Il portiere della Sampdoria racconta il suo momento in blucerchiato, tenendo però fede alle gerarchie: “Audero è il titolare”.

Quando Roberto D’Aversa lo ha schierato dal primo minuto tra la gara di Coppa Italia contro il Torino e la sfida dell’Olimpico contro la Roma, in molti hanno pensato potesse essere una soluzione momentanea, passeggera.

Eppure da quel momento in poi, fatta eccezione per la sfida contro il Cagliari di inizio anno, Wladimiro Falcone non ha più lasciato la porta della Sampdoria, anzi: ne è diventato il titolare.

Una vera e propria situazione da “sliding doors” quella del portiere classe ’95 che, rientrato alla base in estate dopo l’esperienza al Cosenza, aveva prima deciso di far da riserva a Emil Audero, quindi di andare via, a gennaio.

“Dovevo andare via, in Serie B, qui ero chiuso da Audero”, racconta a “Il Secolo XIX”.

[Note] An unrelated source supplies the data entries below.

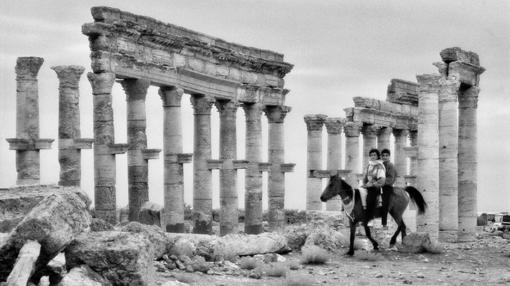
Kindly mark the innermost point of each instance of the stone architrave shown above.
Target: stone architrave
(468, 165)
(276, 148)
(104, 146)
(202, 175)
(173, 210)
(334, 159)
(138, 168)
(369, 132)
(27, 142)
(428, 153)
(314, 125)
(228, 174)
(448, 152)
(399, 158)
(383, 138)
(253, 180)
(69, 141)
(352, 131)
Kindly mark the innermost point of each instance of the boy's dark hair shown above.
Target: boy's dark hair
(376, 152)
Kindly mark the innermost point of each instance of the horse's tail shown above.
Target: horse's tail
(417, 198)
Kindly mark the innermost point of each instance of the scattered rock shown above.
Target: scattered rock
(154, 234)
(83, 276)
(122, 258)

Sembrava tutto fatto, con diversi club, tra cui anche la SPAL, parecchio avanti per il suo trasferimento: a mettersi in mezzo, però, il Covid, contratto a inizio 2022, che ne ha bloccato la partenza.

“In quel periodo ho pensato al futuro e ho scelto di rimanere. Mi sono detto: ‘Magari faccio una, due gare”, poi Emil si è fatto male, e non è mai bello. Ora però tocca a me: lui sta recuperando, sono contento”.

Contro il Milan si è reso autore di una gran parata nel primo tempo che ha, di fatto, mantenuto il risultato sull’1-0, raccogliendo i complimenti di Giampaolo che, a fine gara, dirà che “gioca chi sta meglio”.

Lui sta bene, sta crescendo, ma i suoi obiettivi sono cambiati: se prima erano rivolti a sovvertire le gerarchie, adesso pensa solo a godersi il momento.

“Emil è un grandissimo portiere, lo stimo tanto: tra i portieri ci sono le gerarchie, lui è il titolare. Cerco solo di far bene”.